QUESTION KERN-3C. True or false: Given this implementation, WeensyOS processes 2 and 3 could work together to obtain write access to the kernel code located at address KERNEL_START_ADDR. If true, give an example of calls that would obtain this access.

True, since the attach and share code don’t check whether the user process is allowed to access its memory. An example:
#2: share(3, KERNEL_START_ADDR)
#3: attach(2, KERNEL_START_ADDR, 0x110000)

QUESTION KERN-3D. True or false: Given this implementation, WeensyOS processes 2 and 3 could work together to obtain write access to any memory, without crashing or modifying kernel code or data. If true, give an example of calls that would obtain access to a page mapped at address 0x110000 in process 5.

The best answer here is false. Processes are able to gain access to any page mapped in one of their page tables. But it’s not clear whether 5’s 0x110000 is mapped in either of the current process’s page tables. Now, 2 and 3 could first read the processes array (via share/attach) to find the physical address of 5’s page table; then, if 2 and 3 are in luck and the page table itself is mapped in their page table, they could read that page table to find the physical address of 0x110000; and then, if 2 and 3 are in luck again, map that page using the VA accessible in one of their page tables (which would differ from 0x110000). But that might not work.

QUESTION KERN-3E. True or false: Given this implementation, WeensyOS child processes 2 and 3 could work together to modify the code run by a their shared parent, process 1, without crashing or modifying kernel code or data. If true, give an example of calls that would obtain write access to process 1’s code, which is mapped at address PROC_START_ADDR.

True; since process code is shared after step 6, the children can map their own code read/write, and this is the same code as the parent’s.
#2: share(3, PROC_START_ADDR)
#3: attach(2, PROC_START_ADDR, PROC_START_ADDR)

QUESTION KERN-3F. Every “true” answer to the preceding questions is a bug in WeensyOS’s process isolation.
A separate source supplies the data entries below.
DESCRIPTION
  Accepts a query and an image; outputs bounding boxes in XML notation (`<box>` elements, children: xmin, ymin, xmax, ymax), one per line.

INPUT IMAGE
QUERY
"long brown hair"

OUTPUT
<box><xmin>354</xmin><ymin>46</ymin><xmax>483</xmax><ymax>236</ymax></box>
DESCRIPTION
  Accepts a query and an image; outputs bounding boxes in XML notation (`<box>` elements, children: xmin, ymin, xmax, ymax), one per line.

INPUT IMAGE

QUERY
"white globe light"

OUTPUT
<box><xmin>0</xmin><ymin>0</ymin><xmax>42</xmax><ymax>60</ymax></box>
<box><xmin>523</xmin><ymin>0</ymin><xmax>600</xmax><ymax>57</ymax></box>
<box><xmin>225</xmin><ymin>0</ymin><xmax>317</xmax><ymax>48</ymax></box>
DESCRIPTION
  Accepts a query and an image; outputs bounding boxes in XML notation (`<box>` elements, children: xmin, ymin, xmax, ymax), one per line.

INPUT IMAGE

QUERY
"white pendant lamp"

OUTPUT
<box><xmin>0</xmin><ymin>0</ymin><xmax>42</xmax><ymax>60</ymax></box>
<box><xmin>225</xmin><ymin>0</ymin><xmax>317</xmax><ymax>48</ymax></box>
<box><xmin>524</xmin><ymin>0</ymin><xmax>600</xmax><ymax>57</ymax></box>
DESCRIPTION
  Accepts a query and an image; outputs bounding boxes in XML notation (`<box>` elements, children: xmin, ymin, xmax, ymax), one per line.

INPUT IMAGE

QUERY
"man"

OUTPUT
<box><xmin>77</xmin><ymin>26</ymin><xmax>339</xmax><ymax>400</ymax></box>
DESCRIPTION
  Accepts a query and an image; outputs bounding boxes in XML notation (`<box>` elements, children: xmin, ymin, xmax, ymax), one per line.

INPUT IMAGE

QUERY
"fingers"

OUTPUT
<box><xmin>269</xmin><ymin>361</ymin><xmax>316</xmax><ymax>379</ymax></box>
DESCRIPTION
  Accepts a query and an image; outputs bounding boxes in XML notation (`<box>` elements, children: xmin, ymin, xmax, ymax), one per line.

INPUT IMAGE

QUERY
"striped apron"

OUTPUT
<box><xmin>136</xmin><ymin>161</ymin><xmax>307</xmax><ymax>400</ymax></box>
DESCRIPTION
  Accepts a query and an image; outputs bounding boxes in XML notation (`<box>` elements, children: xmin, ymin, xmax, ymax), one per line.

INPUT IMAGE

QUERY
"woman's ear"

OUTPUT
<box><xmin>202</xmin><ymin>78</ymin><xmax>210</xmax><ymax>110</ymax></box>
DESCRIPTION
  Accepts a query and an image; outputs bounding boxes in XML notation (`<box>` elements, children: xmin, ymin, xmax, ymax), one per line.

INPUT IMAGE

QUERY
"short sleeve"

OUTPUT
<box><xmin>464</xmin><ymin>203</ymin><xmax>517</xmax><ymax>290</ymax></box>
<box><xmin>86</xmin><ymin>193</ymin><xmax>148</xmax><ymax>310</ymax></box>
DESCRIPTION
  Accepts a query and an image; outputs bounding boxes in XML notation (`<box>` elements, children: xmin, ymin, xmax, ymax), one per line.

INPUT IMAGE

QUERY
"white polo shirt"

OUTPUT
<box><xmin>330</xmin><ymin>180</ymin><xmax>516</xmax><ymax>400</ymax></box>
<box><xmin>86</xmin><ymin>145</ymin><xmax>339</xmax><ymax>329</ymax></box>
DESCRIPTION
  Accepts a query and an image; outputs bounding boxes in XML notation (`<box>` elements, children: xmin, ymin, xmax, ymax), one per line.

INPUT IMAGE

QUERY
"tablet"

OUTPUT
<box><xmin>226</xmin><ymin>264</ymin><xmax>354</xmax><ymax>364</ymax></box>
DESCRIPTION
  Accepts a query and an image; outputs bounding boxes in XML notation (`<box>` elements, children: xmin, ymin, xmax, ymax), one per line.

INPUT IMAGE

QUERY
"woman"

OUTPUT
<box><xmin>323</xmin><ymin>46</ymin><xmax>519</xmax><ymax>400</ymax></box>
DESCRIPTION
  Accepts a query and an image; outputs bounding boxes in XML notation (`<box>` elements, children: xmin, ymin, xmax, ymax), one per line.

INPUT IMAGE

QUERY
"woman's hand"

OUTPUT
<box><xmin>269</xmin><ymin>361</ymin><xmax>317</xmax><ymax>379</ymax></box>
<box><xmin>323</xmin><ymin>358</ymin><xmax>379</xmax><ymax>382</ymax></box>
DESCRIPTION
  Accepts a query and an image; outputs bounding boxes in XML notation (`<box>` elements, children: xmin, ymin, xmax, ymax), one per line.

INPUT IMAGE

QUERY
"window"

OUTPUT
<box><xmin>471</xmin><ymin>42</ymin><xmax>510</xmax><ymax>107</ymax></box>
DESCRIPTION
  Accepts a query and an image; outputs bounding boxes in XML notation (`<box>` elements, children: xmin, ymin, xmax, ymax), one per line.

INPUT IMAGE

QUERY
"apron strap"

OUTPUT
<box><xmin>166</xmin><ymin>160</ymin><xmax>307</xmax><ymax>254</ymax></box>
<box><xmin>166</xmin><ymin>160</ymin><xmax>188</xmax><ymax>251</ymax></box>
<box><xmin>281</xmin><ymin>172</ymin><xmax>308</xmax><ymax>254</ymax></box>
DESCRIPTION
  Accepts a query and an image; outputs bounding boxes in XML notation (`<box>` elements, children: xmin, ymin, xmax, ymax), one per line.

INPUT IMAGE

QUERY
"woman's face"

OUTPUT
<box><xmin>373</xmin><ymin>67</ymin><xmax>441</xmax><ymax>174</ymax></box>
Fix these bugs. Write code snippets that address these problems, and say where they go in the WeensyOS code (for instance, you could refer to bracketed letters to place your snippets); or for partial credit describe what your code should do.

Here’s one possibility.

Prevent share from sharing an invalid address:

[A] if ((addr & 0xFFF) || addr < PROC_START_ADDR)
        return -1;

NB don’t need to check addr < MEMSIZE_VIRTUAL as long as we check the return value from virtual_memory_lookup below (but that doesn’t hurt).

Prevent attach from accessing an invalid process or mapping at an invalid address:

[C] if (p >= NPROC || (local_addr & 0xFFF) || local_addr < PROC_START_ADDR || local_addr >= MEMSIZE_VIRTUAL)
        return -1;

We do need to check MEMSIZE_VIRTUAL here.

Check the mapping at remote_addr before installing it:

[E] if (!(vam.perm & PTE_U)
        return -1;
In virtual_memory_map: Use vam.perm instead of PTE_U|PTE_P|PTE_W

For greatest justice we would also fix a potential memory leak caused by attaching over an address that already had a page, but this isn’t necessary.

KERN-4. Teensy OS VM System

The folks at Teensy Computers, Inc, need your help with their VM system. The hardware team that developed the VM system abruptly left and the folks remaining aren't quite sure how VM works. I volunteered you to help them.

The Teensy machine has a 16-bit virtual address space with 4 KB pages. The Teensy hardware specifies a single-level page table. Each entry in the page table is 16-bits. Eight of those bits are reserved for the physical page number and 8 of the bits are reserved for flag values. Sadly, the hardware designers did not document what the bits do!

QUESTION KERN-4A. How many pages are in the Teensy virtual address space?

16 (24)

QUESTION KERN-4B. How many bits comprise a physical address?

20 (8 bits of physical page number + 12 bits of page offset)

QUESTION KERN-4C. Is the physical address space larger or smaller than the virtual address space?

Larger!

QUESTION KERN-4D. Write, in hex, a PAGE_OFFSET_MASK (the value that when anded with an address returns the offset of the address on a page).

0xFFF

QUESTION KERN-4E. Write a C expression that takes a virtual address, in the variable vaddr, and returns the virtual page number.

(vaddr >> 12) OR ((vaddr) & 0xF000 >> 12)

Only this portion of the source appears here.